Solange, que me cedeu a foto, já registrou no FB a beleza do espetáculo sobre Ney Matogrosso. Dá prazer ver como se consolida um gênero (musical carioca), diversificado para benefício do espectador, mas com padrões de qualidade e capacidade de comunicação com o público de se admirar.

Luís Filipe de Lima é um ótimo violonista. Já provou muitas vezes competência como diretor musical em outros espetáculos. Em Puro Ney, acumula também a diração geral e a coautoria do roteiro. E o faz (às favas com a ortodoxia, mas um "fá-lo" a essa altura da manhã só mesmo como divulgação da Festa Kanamara Matsuri de Kawasaki ou outra manifestação do falicismo...) somando méritos.

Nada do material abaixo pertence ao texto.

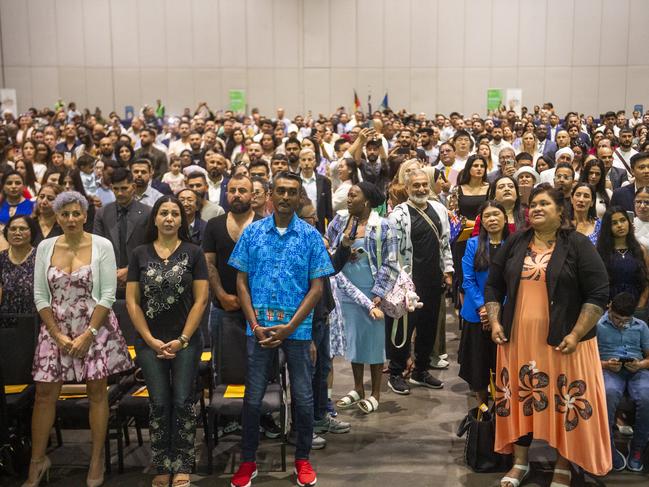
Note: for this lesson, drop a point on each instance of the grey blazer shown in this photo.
(106, 225)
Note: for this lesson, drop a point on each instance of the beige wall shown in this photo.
(589, 55)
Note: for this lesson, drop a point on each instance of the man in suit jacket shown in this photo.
(123, 222)
(547, 147)
(148, 151)
(317, 187)
(625, 195)
(614, 174)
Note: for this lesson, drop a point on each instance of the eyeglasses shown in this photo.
(18, 229)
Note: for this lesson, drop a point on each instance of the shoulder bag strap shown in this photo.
(428, 220)
(617, 152)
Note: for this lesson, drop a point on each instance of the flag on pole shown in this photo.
(384, 103)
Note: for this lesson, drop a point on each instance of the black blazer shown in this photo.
(624, 196)
(106, 225)
(575, 276)
(325, 208)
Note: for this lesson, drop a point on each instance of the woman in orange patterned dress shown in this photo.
(549, 384)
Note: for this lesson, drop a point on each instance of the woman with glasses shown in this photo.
(641, 220)
(17, 266)
(625, 259)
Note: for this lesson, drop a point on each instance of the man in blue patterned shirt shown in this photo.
(281, 260)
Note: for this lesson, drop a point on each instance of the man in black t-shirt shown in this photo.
(219, 239)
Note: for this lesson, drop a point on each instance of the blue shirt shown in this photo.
(627, 342)
(280, 268)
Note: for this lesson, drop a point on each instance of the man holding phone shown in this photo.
(623, 343)
(281, 261)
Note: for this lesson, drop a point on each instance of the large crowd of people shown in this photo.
(345, 236)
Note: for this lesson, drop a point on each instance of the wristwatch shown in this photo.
(184, 341)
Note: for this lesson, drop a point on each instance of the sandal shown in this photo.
(368, 405)
(513, 481)
(158, 481)
(348, 400)
(560, 471)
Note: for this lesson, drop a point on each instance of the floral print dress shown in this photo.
(558, 398)
(72, 306)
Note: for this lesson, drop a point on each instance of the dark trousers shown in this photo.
(322, 368)
(424, 320)
(300, 369)
(172, 422)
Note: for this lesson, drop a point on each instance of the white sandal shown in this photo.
(567, 473)
(514, 481)
(368, 405)
(348, 400)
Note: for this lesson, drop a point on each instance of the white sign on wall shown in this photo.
(8, 100)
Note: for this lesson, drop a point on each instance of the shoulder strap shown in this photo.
(379, 256)
(617, 152)
(428, 220)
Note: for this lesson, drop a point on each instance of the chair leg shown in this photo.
(209, 432)
(138, 431)
(57, 430)
(127, 439)
(107, 453)
(120, 448)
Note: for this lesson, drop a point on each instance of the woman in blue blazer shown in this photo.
(477, 354)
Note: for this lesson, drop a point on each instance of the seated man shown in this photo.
(624, 351)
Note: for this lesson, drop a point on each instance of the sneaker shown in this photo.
(625, 430)
(398, 385)
(634, 461)
(425, 379)
(331, 409)
(440, 364)
(331, 425)
(243, 478)
(619, 462)
(269, 427)
(305, 473)
(317, 443)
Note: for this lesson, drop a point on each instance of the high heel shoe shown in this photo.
(181, 482)
(45, 472)
(95, 482)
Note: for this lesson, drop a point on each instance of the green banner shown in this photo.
(238, 101)
(495, 99)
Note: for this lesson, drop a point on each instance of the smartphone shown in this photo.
(352, 231)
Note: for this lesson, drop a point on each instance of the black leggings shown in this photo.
(525, 441)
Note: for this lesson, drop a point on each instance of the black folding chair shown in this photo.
(18, 334)
(231, 364)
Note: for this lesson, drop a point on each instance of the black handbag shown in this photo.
(479, 454)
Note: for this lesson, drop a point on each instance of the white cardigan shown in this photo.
(104, 272)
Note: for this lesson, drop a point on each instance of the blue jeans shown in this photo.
(172, 422)
(637, 384)
(260, 364)
(322, 368)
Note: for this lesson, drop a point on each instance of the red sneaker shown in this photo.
(243, 478)
(305, 473)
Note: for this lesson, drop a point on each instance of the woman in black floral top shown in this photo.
(166, 295)
(17, 267)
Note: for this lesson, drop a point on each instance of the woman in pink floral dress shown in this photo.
(80, 340)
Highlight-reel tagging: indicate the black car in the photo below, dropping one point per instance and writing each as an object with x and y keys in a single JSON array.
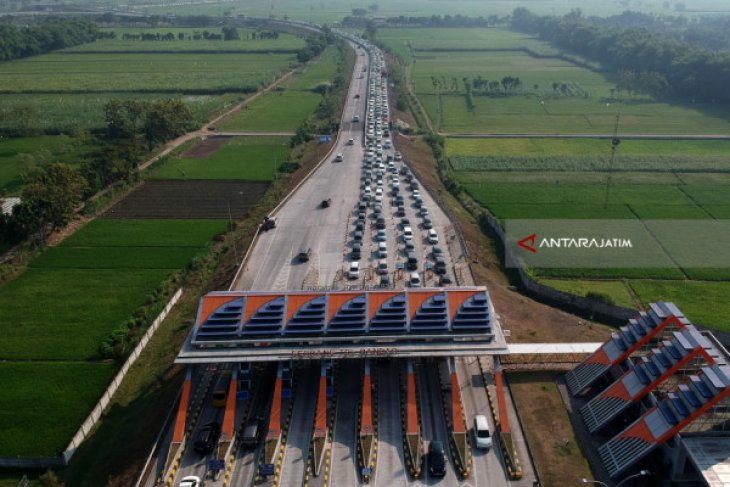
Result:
[
  {"x": 304, "y": 253},
  {"x": 252, "y": 433},
  {"x": 207, "y": 438},
  {"x": 436, "y": 459}
]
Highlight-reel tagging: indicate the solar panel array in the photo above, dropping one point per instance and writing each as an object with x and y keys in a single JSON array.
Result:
[{"x": 355, "y": 316}]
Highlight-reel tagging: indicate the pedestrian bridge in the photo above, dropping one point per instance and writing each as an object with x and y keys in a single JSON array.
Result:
[{"x": 240, "y": 326}]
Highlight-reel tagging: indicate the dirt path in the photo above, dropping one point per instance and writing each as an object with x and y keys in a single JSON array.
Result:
[
  {"x": 206, "y": 129},
  {"x": 589, "y": 136}
]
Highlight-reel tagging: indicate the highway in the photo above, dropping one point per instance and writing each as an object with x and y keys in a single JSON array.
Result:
[
  {"x": 329, "y": 233},
  {"x": 344, "y": 456}
]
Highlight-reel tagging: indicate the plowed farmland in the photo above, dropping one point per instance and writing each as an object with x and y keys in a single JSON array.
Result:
[{"x": 210, "y": 199}]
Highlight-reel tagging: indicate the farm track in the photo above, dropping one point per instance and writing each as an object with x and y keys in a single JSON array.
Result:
[{"x": 589, "y": 136}]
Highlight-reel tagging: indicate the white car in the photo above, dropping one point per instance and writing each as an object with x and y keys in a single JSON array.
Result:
[
  {"x": 482, "y": 436},
  {"x": 190, "y": 481}
]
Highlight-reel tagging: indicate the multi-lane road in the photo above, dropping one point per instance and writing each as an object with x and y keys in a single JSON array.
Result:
[{"x": 301, "y": 221}]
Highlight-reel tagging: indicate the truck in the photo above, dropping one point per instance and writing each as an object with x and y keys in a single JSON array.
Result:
[{"x": 268, "y": 224}]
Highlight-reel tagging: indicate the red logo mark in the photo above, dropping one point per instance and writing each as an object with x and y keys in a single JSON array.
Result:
[{"x": 528, "y": 243}]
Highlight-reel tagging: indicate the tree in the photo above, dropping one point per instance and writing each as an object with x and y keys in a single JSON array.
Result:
[{"x": 50, "y": 198}]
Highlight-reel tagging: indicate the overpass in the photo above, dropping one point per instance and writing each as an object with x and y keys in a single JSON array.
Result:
[{"x": 247, "y": 326}]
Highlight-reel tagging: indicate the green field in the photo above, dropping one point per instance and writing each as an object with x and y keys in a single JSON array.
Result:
[
  {"x": 62, "y": 308},
  {"x": 246, "y": 158},
  {"x": 286, "y": 108},
  {"x": 69, "y": 113},
  {"x": 201, "y": 73},
  {"x": 21, "y": 155},
  {"x": 49, "y": 401},
  {"x": 246, "y": 43},
  {"x": 535, "y": 107},
  {"x": 333, "y": 11},
  {"x": 617, "y": 290}
]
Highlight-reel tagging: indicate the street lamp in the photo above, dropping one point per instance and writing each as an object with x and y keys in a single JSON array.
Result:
[{"x": 598, "y": 482}]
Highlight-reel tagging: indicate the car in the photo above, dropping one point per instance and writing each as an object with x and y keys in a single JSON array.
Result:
[
  {"x": 190, "y": 481},
  {"x": 382, "y": 250},
  {"x": 252, "y": 433},
  {"x": 444, "y": 280},
  {"x": 432, "y": 237},
  {"x": 354, "y": 271},
  {"x": 411, "y": 260},
  {"x": 414, "y": 280},
  {"x": 207, "y": 438},
  {"x": 304, "y": 253},
  {"x": 482, "y": 436},
  {"x": 436, "y": 459}
]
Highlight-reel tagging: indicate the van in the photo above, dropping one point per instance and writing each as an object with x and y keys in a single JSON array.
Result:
[
  {"x": 252, "y": 434},
  {"x": 414, "y": 280},
  {"x": 382, "y": 250},
  {"x": 354, "y": 271},
  {"x": 411, "y": 261},
  {"x": 482, "y": 436}
]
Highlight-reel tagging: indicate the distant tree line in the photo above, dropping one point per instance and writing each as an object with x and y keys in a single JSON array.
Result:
[
  {"x": 642, "y": 60},
  {"x": 457, "y": 20},
  {"x": 50, "y": 35},
  {"x": 53, "y": 192},
  {"x": 706, "y": 32}
]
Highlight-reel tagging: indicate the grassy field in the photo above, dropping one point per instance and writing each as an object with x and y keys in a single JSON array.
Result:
[
  {"x": 285, "y": 109},
  {"x": 141, "y": 72},
  {"x": 188, "y": 43},
  {"x": 49, "y": 400},
  {"x": 333, "y": 11},
  {"x": 552, "y": 441},
  {"x": 617, "y": 290},
  {"x": 57, "y": 313},
  {"x": 20, "y": 155},
  {"x": 69, "y": 113},
  {"x": 536, "y": 107},
  {"x": 246, "y": 158}
]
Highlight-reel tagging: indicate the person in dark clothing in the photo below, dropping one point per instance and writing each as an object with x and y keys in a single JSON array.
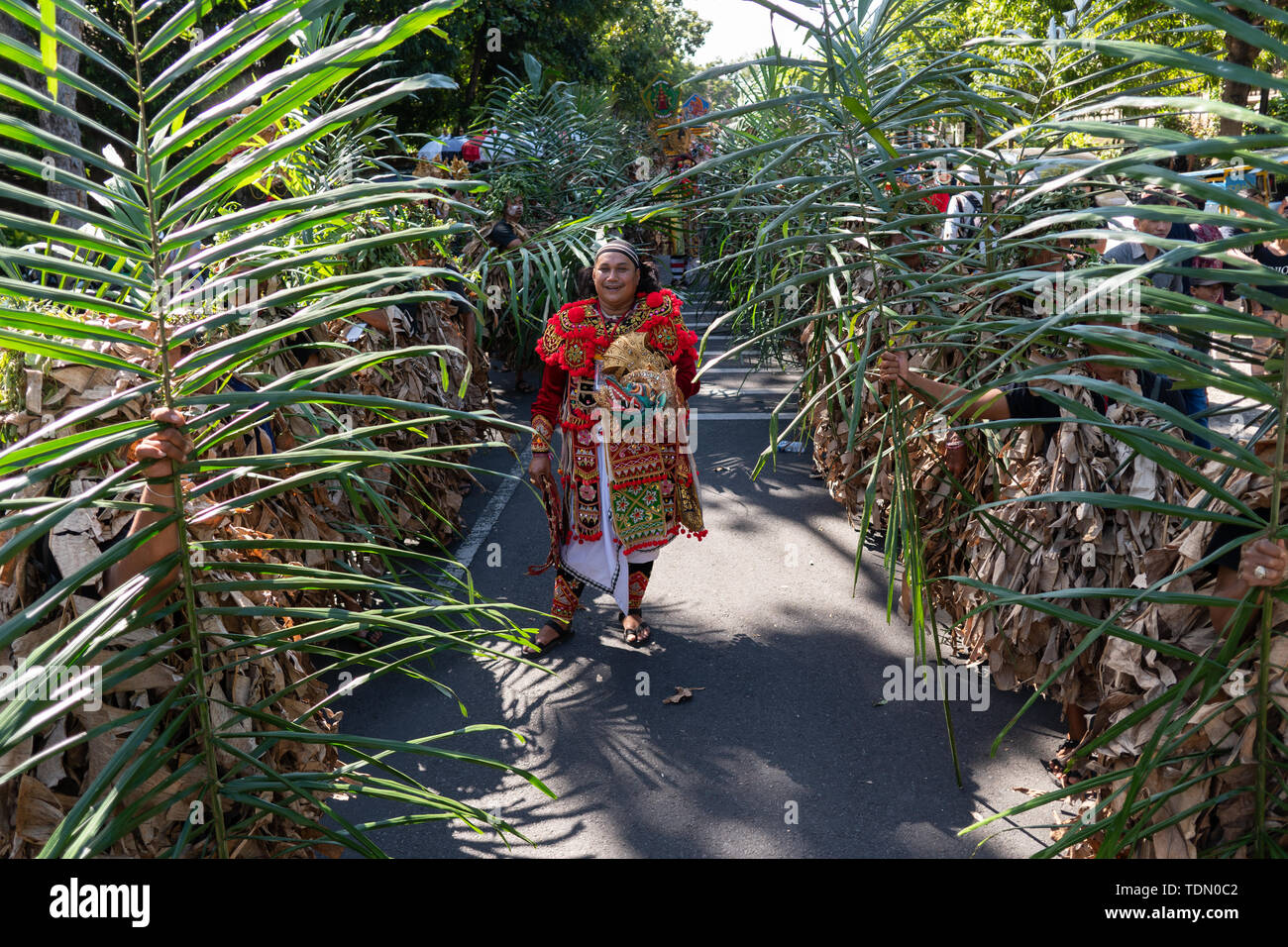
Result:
[{"x": 1019, "y": 401}]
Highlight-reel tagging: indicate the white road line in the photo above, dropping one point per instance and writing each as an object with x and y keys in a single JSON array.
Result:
[{"x": 490, "y": 514}]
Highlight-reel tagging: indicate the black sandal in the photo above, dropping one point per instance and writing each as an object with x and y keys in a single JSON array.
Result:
[
  {"x": 537, "y": 650},
  {"x": 640, "y": 639}
]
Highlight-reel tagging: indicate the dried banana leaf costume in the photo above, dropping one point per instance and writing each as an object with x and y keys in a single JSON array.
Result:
[
  {"x": 1037, "y": 547},
  {"x": 1222, "y": 737},
  {"x": 623, "y": 497}
]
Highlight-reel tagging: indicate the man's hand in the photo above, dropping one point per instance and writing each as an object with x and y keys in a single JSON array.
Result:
[
  {"x": 539, "y": 470},
  {"x": 1263, "y": 564},
  {"x": 894, "y": 368},
  {"x": 166, "y": 447}
]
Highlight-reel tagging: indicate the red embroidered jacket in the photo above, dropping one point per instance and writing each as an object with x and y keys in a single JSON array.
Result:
[
  {"x": 578, "y": 333},
  {"x": 660, "y": 489}
]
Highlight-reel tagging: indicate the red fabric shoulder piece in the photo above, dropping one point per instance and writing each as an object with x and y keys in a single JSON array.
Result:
[
  {"x": 665, "y": 326},
  {"x": 568, "y": 341}
]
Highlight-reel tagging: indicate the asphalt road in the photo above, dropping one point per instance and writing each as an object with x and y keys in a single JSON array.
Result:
[{"x": 789, "y": 750}]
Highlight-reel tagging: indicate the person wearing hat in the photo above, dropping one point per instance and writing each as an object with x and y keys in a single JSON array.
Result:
[{"x": 614, "y": 502}]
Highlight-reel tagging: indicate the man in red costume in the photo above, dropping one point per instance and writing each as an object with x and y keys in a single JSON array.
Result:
[{"x": 622, "y": 499}]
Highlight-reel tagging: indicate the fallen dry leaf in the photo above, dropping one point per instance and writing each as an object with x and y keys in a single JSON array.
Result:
[{"x": 682, "y": 693}]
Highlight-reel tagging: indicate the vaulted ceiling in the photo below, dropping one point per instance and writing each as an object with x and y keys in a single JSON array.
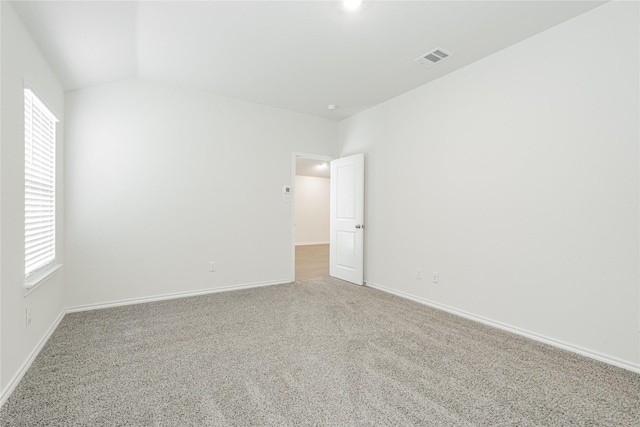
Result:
[{"x": 296, "y": 55}]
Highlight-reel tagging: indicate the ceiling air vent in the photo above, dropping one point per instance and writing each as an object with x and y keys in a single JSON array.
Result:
[{"x": 430, "y": 59}]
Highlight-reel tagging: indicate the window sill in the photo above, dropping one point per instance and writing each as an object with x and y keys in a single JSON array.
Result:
[{"x": 32, "y": 283}]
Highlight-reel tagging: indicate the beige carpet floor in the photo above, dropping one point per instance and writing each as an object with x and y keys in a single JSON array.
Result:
[{"x": 317, "y": 352}]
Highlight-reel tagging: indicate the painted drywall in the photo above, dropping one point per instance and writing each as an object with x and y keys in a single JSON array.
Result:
[
  {"x": 161, "y": 181},
  {"x": 312, "y": 210},
  {"x": 22, "y": 59},
  {"x": 516, "y": 178}
]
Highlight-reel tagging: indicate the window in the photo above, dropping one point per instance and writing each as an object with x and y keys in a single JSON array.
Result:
[{"x": 39, "y": 188}]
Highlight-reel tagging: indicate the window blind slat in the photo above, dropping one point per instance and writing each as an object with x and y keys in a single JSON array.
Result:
[{"x": 40, "y": 130}]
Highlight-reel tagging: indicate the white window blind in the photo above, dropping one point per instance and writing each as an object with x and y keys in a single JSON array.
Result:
[{"x": 39, "y": 179}]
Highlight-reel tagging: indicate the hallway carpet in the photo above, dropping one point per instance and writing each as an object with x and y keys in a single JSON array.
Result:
[{"x": 317, "y": 352}]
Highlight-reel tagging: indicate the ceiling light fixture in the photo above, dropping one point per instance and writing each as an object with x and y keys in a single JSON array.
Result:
[{"x": 352, "y": 4}]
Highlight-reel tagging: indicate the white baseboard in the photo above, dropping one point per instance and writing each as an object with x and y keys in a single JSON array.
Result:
[
  {"x": 312, "y": 243},
  {"x": 532, "y": 335},
  {"x": 175, "y": 295},
  {"x": 25, "y": 366}
]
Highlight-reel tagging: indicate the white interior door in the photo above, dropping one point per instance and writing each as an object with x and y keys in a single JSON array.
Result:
[{"x": 346, "y": 259}]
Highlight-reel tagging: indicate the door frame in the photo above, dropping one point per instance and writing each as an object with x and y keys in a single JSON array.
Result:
[{"x": 298, "y": 155}]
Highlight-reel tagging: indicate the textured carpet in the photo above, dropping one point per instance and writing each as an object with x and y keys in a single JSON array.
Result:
[{"x": 317, "y": 352}]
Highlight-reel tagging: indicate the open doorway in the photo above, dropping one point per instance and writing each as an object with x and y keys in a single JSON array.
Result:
[{"x": 312, "y": 185}]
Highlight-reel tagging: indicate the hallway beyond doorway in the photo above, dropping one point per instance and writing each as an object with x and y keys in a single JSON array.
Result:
[{"x": 312, "y": 261}]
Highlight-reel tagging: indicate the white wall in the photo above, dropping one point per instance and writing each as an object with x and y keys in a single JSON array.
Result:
[
  {"x": 516, "y": 178},
  {"x": 312, "y": 210},
  {"x": 160, "y": 181},
  {"x": 22, "y": 59}
]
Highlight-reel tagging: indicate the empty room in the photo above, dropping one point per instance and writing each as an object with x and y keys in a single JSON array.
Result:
[{"x": 329, "y": 212}]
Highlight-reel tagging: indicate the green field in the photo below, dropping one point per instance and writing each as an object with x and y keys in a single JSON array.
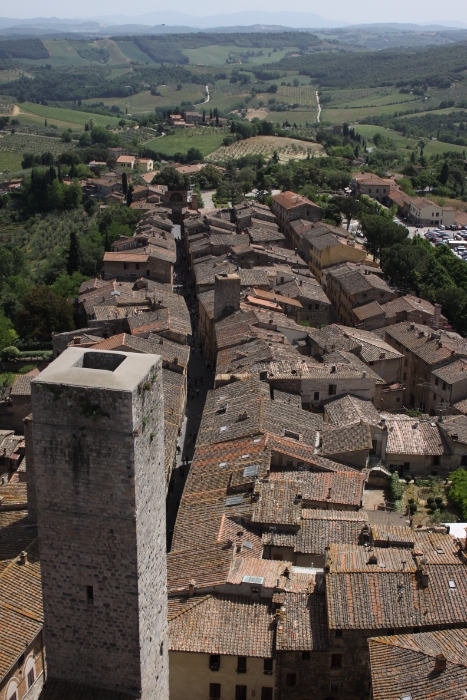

Um deles foi optar por uma biografia indireta do homenageado; sua trajetória delineia-se com o encadeamento das músicas. Outro: fazer com que Soraya Ravenie e Marcos Sacramento não se deixem nunca apanhar pela tentação do mimetismo, muito menos pelo facilitário do cover. Marcos e Soraya, excelentes, seguem antes a fórmula que, confessamente, sempre seguiu Ney: ouvir as letras; sentir e entender o que podem dizer; cantá-las - para nosso encantamento - como o grande intérprete que é.

Ganha assim o público. Além da versão de Ney passa a contar com a interpretação de Soraya e Marcos de marcantes momentos da biografia musical de Ney Matogrosso. A decisão de valer-se de dois intérpretes serve ainda à androgenia e à universalidade inerentes ao trabalho de Ney.

A peça fica no Teatro dos Quatro até o final de novembro. A exemplo de outros tantos bons espetáculos, nestes tempos bicudos e não raro obscurantistas, não conta com patrocínios. Depende, portanto, exclusivamente, da resposta do público. Não faltem.